If attrs, trigger and non-trigger are all given, trigger and non-trigger must form a partition of attrs. If only two are given, the third in inferred, provided this can be done in such a way that trigger and non-trigger form a partition of attrs. If any_inputs=True, the set of all possible attrs is used instead of the ones specified in attrs. If only attrs is given, a default is chosen for the others, based on the type of the simulator.

The same applieds to attrs, persistent and non-persistent, except that any_inputs is not considered (as these are outputs).

Parameters:
  • model_desc (ModelDescription) – The ModelDescription to parse

  • type (Literal['time-based', 'event-based', 'hybrid']) – The simulator’s type (for setting default attribute types).

Returns:

A four-tuple of InOrOutSet, giving the measurement inputs, event inputs, measurement outputs, and event outputs.

Raises:

ValueError – if the information is insufficient or inconsistent

Return type:

Tuple[FrozenSet[str] | OutSet[str], FrozenSet[str] | OutSet[str], FrozenSet[str] | OutSet[str], FrozenSet[str] | OutSet[str]]

class AsyncModelMock(world: AsyncWorld, factory: AsyncModelFactory, model: str, proxy: Proxy)[source]

Instances of this class are exposed as attributes of ModelFactory and allow the instantiation of simulator models.

You can call an instance of this class to create exactly one entity: sim.ModelName(x=23).
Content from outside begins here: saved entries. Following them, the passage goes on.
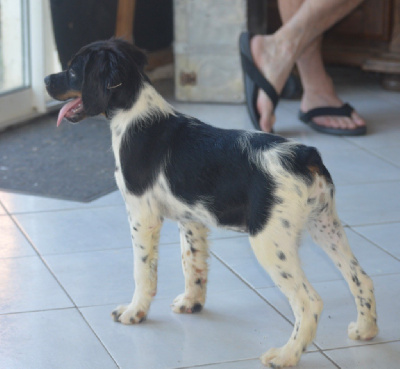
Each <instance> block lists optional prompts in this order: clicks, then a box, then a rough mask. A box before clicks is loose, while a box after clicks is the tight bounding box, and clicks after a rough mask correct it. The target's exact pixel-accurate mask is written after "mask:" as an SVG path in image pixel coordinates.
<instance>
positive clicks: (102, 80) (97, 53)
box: [82, 50, 120, 116]
mask: <svg viewBox="0 0 400 369" xmlns="http://www.w3.org/2000/svg"><path fill="white" fill-rule="evenodd" d="M119 83H120V80H119V76H118V70H117V63H116V58H115V57H114V55H113V54H112V53H110V52H108V51H105V50H104V51H101V52H98V53H93V54H92V55H90V56H89V59H88V61H87V63H86V66H85V73H84V80H83V86H82V102H83V106H84V108H85V111H86V113H87V115H89V116H94V115H98V114H101V113H104V112H105V111H106V110H107V106H108V103H109V100H110V97H111V94H112V87H114V86H116V85H118V84H119ZM110 87H111V88H110Z"/></svg>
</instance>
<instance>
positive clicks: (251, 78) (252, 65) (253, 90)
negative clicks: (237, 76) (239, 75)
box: [239, 32, 279, 133]
mask: <svg viewBox="0 0 400 369" xmlns="http://www.w3.org/2000/svg"><path fill="white" fill-rule="evenodd" d="M250 39H251V35H250V33H249V32H243V33H242V34H241V35H240V38H239V49H240V60H241V62H242V69H243V78H244V88H245V96H246V103H247V110H248V111H249V115H250V119H251V122H252V123H253V126H254V127H255V128H256V129H257V130H260V123H259V121H260V114H259V113H258V111H257V105H256V102H257V93H258V89H259V88H261V89H262V90H264V92H265V93H266V94H267V96H268V97H269V99H270V100H271V102H272V105H273V107H274V110H275V108H276V105H277V104H278V101H279V95H278V93H277V92H276V90H275V88H274V86H272V85H271V83H269V82H268V81H267V80H266V79H265V77H264V76H263V75H262V74H261V72H260V71H259V70H258V68H257V67H256V65H255V63H254V60H253V56H252V55H251V51H250ZM271 133H273V131H271Z"/></svg>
Alternatively, you can use the create method to create multiple entities with the same set of parameters at once: sim.ModelName.create(3, x=23).

Parameters:
async create(num: int, **model_params: Any)[source]

Create num entities with the specified model_params and return a list with the entity dicts.
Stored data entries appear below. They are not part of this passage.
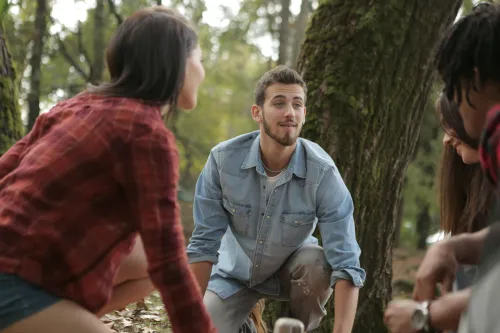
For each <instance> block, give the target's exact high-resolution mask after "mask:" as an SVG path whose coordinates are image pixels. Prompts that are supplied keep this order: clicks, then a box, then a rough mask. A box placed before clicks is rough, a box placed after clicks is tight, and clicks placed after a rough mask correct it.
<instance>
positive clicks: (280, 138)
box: [263, 117, 302, 147]
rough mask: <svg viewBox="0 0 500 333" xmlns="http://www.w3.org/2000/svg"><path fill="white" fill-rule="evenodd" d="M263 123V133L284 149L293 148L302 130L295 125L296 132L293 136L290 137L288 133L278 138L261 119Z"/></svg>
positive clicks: (290, 135)
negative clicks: (295, 142)
mask: <svg viewBox="0 0 500 333" xmlns="http://www.w3.org/2000/svg"><path fill="white" fill-rule="evenodd" d="M263 123H264V132H265V133H266V134H267V135H268V136H269V137H270V138H272V139H273V140H274V141H276V142H277V143H279V144H280V145H282V146H285V147H289V146H293V145H294V144H295V142H296V141H297V138H298V136H299V134H300V131H301V129H302V126H301V125H299V124H297V127H296V128H297V132H296V135H295V136H292V135H290V133H286V134H285V135H284V136H283V137H279V136H278V135H276V134H274V133H273V131H272V130H271V127H270V126H269V123H268V122H267V121H266V118H265V117H263Z"/></svg>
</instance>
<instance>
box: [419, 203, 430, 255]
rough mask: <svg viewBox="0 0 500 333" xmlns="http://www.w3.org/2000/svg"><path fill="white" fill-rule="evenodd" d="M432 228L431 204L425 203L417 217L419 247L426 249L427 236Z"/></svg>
mask: <svg viewBox="0 0 500 333" xmlns="http://www.w3.org/2000/svg"><path fill="white" fill-rule="evenodd" d="M430 229H431V215H430V214H429V206H428V205H427V204H425V205H423V206H422V208H421V210H420V212H419V213H418V217H417V235H418V240H417V249H419V250H425V248H426V247H427V237H429V231H430Z"/></svg>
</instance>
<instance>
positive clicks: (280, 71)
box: [255, 65, 307, 106]
mask: <svg viewBox="0 0 500 333" xmlns="http://www.w3.org/2000/svg"><path fill="white" fill-rule="evenodd" d="M275 83H281V84H298V85H299V86H301V87H302V88H303V89H304V95H307V85H306V82H305V81H304V79H303V78H302V76H300V74H299V73H297V72H296V71H294V70H293V69H291V68H289V67H286V66H283V65H280V66H278V67H276V68H274V69H272V70H270V71H268V72H266V73H264V75H262V76H261V78H260V79H259V81H258V82H257V87H256V88H255V104H256V105H259V106H262V105H263V104H264V101H265V100H266V89H267V88H268V87H269V86H271V85H273V84H275ZM304 99H305V96H304ZM304 102H305V100H304Z"/></svg>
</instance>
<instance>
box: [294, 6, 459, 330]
mask: <svg viewBox="0 0 500 333" xmlns="http://www.w3.org/2000/svg"><path fill="white" fill-rule="evenodd" d="M461 4H462V1H461V0H443V1H434V0H408V1H393V0H380V1H367V0H350V1H344V0H323V1H320V4H319V7H318V8H317V10H316V11H315V13H314V15H313V17H312V19H311V22H310V24H309V27H308V30H307V33H306V40H305V42H304V45H303V47H302V50H301V54H300V58H299V64H298V71H299V72H300V73H301V74H302V75H303V77H304V79H305V80H306V82H307V84H308V88H309V92H308V101H307V105H308V114H307V117H306V119H307V121H306V125H305V126H304V136H305V137H306V138H308V139H311V140H313V141H315V142H317V143H318V144H320V145H321V146H322V147H323V148H324V149H325V150H326V151H327V152H328V153H329V154H330V155H331V156H332V157H333V159H334V161H335V162H336V164H337V166H338V168H339V170H340V172H341V174H342V176H343V178H344V180H345V182H346V184H347V186H348V188H349V189H350V191H351V194H352V197H353V199H354V203H355V221H356V232H357V238H358V241H359V244H360V246H361V249H362V255H361V265H362V267H363V268H364V269H365V270H366V272H367V279H366V283H365V286H364V287H363V288H362V289H361V290H360V298H359V305H358V311H357V314H356V322H355V327H354V330H353V332H360V333H361V332H363V333H365V332H376V333H378V332H386V328H385V326H384V323H383V311H384V308H385V307H386V305H387V303H388V301H389V300H390V298H391V289H392V288H391V279H392V248H393V243H394V236H395V226H396V219H397V213H398V206H399V201H400V194H401V189H402V185H403V180H404V174H405V171H406V168H407V165H408V163H409V161H410V159H411V157H412V154H413V151H414V149H415V145H416V143H417V139H418V135H419V131H420V126H421V123H422V116H423V111H424V107H425V103H426V101H427V99H428V95H429V91H430V88H431V86H432V83H433V78H434V70H433V67H432V63H431V61H432V56H433V51H434V49H435V46H436V43H437V41H438V40H439V38H440V37H441V36H442V33H443V31H444V30H445V29H446V28H447V27H449V26H450V24H451V23H452V22H453V20H454V19H455V17H456V15H457V13H458V10H459V8H460V6H461ZM327 309H328V313H329V314H328V317H327V318H326V319H325V320H323V322H322V326H321V328H320V329H319V331H321V332H328V333H330V332H331V331H332V327H333V298H332V299H331V300H330V302H329V304H328V306H327Z"/></svg>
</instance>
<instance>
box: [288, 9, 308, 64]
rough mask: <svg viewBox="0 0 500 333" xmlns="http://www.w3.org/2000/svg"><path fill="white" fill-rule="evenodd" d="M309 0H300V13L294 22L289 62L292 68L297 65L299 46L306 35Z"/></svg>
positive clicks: (298, 56)
mask: <svg viewBox="0 0 500 333" xmlns="http://www.w3.org/2000/svg"><path fill="white" fill-rule="evenodd" d="M310 2H311V0H302V4H301V6H300V13H299V15H298V16H297V21H296V23H295V38H294V40H293V45H292V56H291V62H292V66H293V67H294V68H296V67H297V62H298V60H299V53H300V47H301V46H302V43H303V42H304V38H305V36H306V28H307V21H308V20H309V8H310V7H311V3H310Z"/></svg>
The returned list of entities is the same as returned by mosaik_api_v3.Simulator.create, but the simulator is prepended to every entity ID to make them globally unique.

Parameters:
  • num (int)

  • model_params (Any)

class Entity(sid: str, eid: str, sim_name: str, model_mock: AsyncModelMock, children: Iterable[Entity] | None, extra_info: Any = None)[source]

An entity represents an instance of a simulation model within mosaik.

Parameters:
sid: str[source]

The ID of the simulator this entity belongs to.

eid: str[source]

The entity’s ID.

sim_name: str[source]

The entity’s simulator name.

model_mock: AsyncModelMock[source]

The entity’s type (or class).

children: List[Entity][source]

An entity set containing subordinate entities.

property full_id: str[source]

Full, globally unique entity id sid.eid.